Lüneburgs Intendant über Theater-Aus: „Da wird es nun existenziell“
Dem Theater Lüneburg droht die Insolvenz. Weil das Land Niedersachsen Anteile an Tarifsteigerungen nicht übernimmt, könnten nun Entlassungen folgen.
taz: Herr Fouquet, was hat zur bedrohlichen finanziellen Schieflage geführt?

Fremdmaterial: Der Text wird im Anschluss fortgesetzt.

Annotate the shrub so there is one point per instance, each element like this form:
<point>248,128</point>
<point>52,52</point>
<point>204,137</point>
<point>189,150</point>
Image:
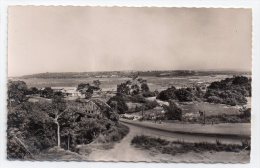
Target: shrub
<point>173,112</point>
<point>167,94</point>
<point>148,94</point>
<point>120,105</point>
<point>183,95</point>
<point>214,99</point>
<point>137,99</point>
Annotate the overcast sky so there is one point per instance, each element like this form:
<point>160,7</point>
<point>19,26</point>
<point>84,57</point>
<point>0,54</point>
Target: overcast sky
<point>76,39</point>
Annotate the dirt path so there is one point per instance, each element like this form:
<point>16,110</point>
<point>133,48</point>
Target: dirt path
<point>124,151</point>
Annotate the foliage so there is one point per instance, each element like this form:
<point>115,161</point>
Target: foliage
<point>47,93</point>
<point>173,112</point>
<point>145,87</point>
<point>183,95</point>
<point>135,89</point>
<point>231,91</point>
<point>87,89</point>
<point>37,126</point>
<point>167,94</point>
<point>149,94</point>
<point>97,83</point>
<point>123,88</point>
<point>120,105</point>
<point>17,91</point>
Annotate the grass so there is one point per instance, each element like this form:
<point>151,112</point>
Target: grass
<point>179,146</point>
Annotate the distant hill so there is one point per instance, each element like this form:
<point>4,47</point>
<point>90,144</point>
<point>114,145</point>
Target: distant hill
<point>110,74</point>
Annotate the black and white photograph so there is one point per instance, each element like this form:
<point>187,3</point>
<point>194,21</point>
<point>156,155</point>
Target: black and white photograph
<point>129,84</point>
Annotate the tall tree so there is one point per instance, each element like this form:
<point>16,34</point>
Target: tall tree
<point>58,109</point>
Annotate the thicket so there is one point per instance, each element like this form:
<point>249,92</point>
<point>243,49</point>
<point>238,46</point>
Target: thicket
<point>34,127</point>
<point>231,91</point>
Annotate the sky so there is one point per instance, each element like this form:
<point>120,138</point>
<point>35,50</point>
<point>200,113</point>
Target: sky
<point>80,39</point>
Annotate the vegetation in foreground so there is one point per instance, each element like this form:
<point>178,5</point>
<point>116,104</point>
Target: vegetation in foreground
<point>178,147</point>
<point>34,127</point>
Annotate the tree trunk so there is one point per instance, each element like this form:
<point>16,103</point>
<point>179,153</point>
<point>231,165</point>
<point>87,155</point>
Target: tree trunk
<point>68,142</point>
<point>58,133</point>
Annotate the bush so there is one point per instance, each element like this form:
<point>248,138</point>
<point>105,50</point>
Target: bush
<point>173,112</point>
<point>167,94</point>
<point>231,91</point>
<point>148,94</point>
<point>136,99</point>
<point>214,99</point>
<point>183,95</point>
<point>120,104</point>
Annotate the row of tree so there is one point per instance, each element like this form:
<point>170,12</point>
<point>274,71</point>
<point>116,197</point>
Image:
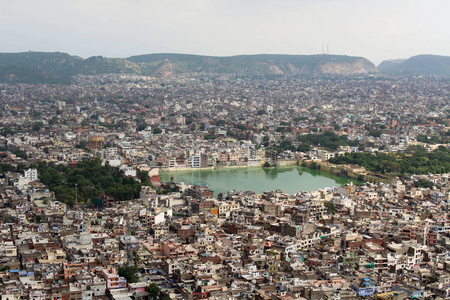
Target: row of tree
<point>88,180</point>
<point>416,160</point>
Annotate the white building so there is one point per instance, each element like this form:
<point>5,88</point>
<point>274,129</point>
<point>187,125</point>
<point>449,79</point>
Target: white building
<point>31,174</point>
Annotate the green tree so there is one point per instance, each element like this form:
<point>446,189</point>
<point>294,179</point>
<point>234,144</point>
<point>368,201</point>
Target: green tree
<point>330,206</point>
<point>434,278</point>
<point>153,290</point>
<point>129,273</point>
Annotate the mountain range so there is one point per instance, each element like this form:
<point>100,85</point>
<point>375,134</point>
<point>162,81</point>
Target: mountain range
<point>56,67</point>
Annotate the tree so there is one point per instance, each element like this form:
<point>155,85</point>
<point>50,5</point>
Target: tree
<point>330,206</point>
<point>261,112</point>
<point>434,278</point>
<point>129,273</point>
<point>153,291</point>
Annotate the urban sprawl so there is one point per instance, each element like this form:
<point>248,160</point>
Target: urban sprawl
<point>85,215</point>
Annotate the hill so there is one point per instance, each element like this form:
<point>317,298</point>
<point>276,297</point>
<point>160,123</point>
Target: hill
<point>263,64</point>
<point>56,67</point>
<point>387,66</point>
<point>419,65</point>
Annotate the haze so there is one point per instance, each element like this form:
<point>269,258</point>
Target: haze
<point>376,30</point>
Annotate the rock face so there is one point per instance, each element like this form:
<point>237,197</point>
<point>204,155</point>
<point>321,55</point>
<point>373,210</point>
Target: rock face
<point>356,67</point>
<point>37,67</point>
<point>260,65</point>
<point>418,65</point>
<point>387,66</point>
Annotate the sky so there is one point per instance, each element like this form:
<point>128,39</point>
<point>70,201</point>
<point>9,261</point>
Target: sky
<point>374,29</point>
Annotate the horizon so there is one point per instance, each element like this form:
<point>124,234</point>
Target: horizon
<point>377,31</point>
<point>217,56</point>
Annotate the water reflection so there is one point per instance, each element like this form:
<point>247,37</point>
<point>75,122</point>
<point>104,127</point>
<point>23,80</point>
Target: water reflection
<point>289,179</point>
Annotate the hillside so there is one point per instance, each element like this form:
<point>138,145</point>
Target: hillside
<point>263,64</point>
<point>419,65</point>
<point>387,66</point>
<point>56,67</point>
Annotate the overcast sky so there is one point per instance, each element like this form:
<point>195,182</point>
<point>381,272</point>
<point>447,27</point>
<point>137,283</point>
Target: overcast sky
<point>374,29</point>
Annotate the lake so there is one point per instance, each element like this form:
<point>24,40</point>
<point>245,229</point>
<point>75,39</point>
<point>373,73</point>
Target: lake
<point>290,179</point>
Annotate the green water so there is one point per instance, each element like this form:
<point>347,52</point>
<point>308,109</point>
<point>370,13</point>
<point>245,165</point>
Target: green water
<point>290,179</point>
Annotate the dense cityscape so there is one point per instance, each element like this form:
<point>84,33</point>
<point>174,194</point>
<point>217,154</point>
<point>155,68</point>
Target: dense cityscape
<point>86,215</point>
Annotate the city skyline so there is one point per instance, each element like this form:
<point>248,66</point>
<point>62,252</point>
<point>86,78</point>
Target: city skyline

Hajo Fouquet: Wir leiden unter einem strukturellen Defizit. In dem Gutachten kann jeder nachlesen: Das Theater Lüneburg arbeitet effizienter und effektiver als alle vergleichbaren Häuser und es hat seit meinem Amtsbeginn die Eigeneinnahmen von 1,2 auf 1,9 Millionen Euro erhöhen können. Es erwirtschaftet also etwa 25 Prozent des 10-Millionen-Gesamtetats selbst gegenüber einem Durchschnitt von 12 bis 16 Prozent in deutschen Theatern. In der Jahresbilanz stand aber häufig ein Minus, manchmal mit 250.000 Euro. Das konnten wir mit der Eigenkapitalrücklage ausgleichen und hatten ja auch eine materielle Sicherheit, weil uns das Haus gehört. Trotzdem war das immer ein Vabanque-Spiel. Wir haben es bis zu dieser Saison immer hinbekommen. Auch weil bei uns etwa Bühnenbild-Etats auch heute keinen Cent höher sind also 2010, obwohl die Materialkosten explodieren.
Aber jetzt schlagen die inflationären Preissteigerungen und Tariferhöhungen durch?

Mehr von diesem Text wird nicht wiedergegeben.